For the tracker, we used an export script to extract the data. Here’s a modified version of the script:

def export_data():
    now = datetime.datetime.now()
    dir_name = 'data_%s_%s_%s' % (now.year, now.month, now.day)
    d = os.mkdir(dir_name)
    file_name = os.path.join(dir_name, 'tracker_items.dat')
    with open(file_name, 'wb') as f:
        f.write(u'\u241f'.join([
                    'project name',
                    'container identifier',
                    'container name',
                    'identifier',
                    'name',
                    'dimensions',
                    'note',
                    'create digital surrogate',
                    'qc digital surrogate',
                    'create metadata record',
                    'qc metadata record',
                    'create submission package']).encode('utf8'))
        f.write('\u241e'.encode('utf8'))
        for project in models.Project.objects.all():
            for container in project.container_set.all():
                print(container)
                for item in container.item_set.all():
                    data = u'\u241f'.join([
                        project.name.strip(),
                        container.identifier.strip(),
                        container.name.strip(),
                        item.identifier.strip(),
                        item.name.strip(),
                        item.dimensions.strip(),
                        item.note.strip()
                    ])
                    item_actions = u'\u241f'.join([str(item_action) for item_action in item.itemaction_set.all().order_by('id')])
                    line_data = u'%s\u241f%s\u241e' % (data, item_actions)
                    f.write(line_data.encode('utf8'))

As you can see, we looped through different Django models and pulled out fields, writing everything to a file. We used the Unicode Record and Unit Separators as delimiters. One advantage of using those is that your data can have commas, tabs, newlines, … and it won’t matter. You still don’t have to quote or escape anything.

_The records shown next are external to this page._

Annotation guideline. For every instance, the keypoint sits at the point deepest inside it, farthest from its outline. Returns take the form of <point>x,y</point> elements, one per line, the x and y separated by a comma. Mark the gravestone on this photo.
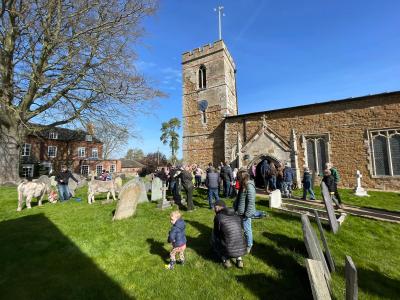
<point>164,203</point>
<point>351,280</point>
<point>325,243</point>
<point>313,246</point>
<point>156,186</point>
<point>329,208</point>
<point>319,287</point>
<point>128,200</point>
<point>275,199</point>
<point>360,191</point>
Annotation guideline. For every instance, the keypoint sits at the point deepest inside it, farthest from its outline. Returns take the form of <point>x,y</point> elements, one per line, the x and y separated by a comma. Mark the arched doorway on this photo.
<point>259,181</point>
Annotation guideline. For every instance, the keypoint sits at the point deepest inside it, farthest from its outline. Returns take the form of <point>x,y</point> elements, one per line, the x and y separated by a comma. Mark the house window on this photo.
<point>85,170</point>
<point>386,152</point>
<point>316,153</point>
<point>52,151</point>
<point>202,77</point>
<point>26,150</point>
<point>27,171</point>
<point>99,170</point>
<point>81,152</point>
<point>53,135</point>
<point>95,153</point>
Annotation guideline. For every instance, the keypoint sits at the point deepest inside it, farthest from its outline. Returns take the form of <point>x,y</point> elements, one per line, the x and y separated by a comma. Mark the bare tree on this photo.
<point>64,61</point>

Then we converted the data to a spreadsheet that users can view and search:

import openpyxl

workbook = openpyxl.Workbook()
worksheet = workbook.active

with open('tracker_items.dat', 'rb') as f:
    data = f.read()
    lines = data.decode('utf8').split('\u241e')
    print(len(lines))
    print(lines[0])
    print(lines[-1])
    for line in lines:
        fields = line.split('\u241f')
        worksheet.append(fields)
workbook.save('tracker_items.xlsx')

Deposits

For the deposits project, we just used the built-in Django dumpdata command:

python manage.py dumpdata -o data_20180727.dat

That output file could be used to load data back into a database if needed.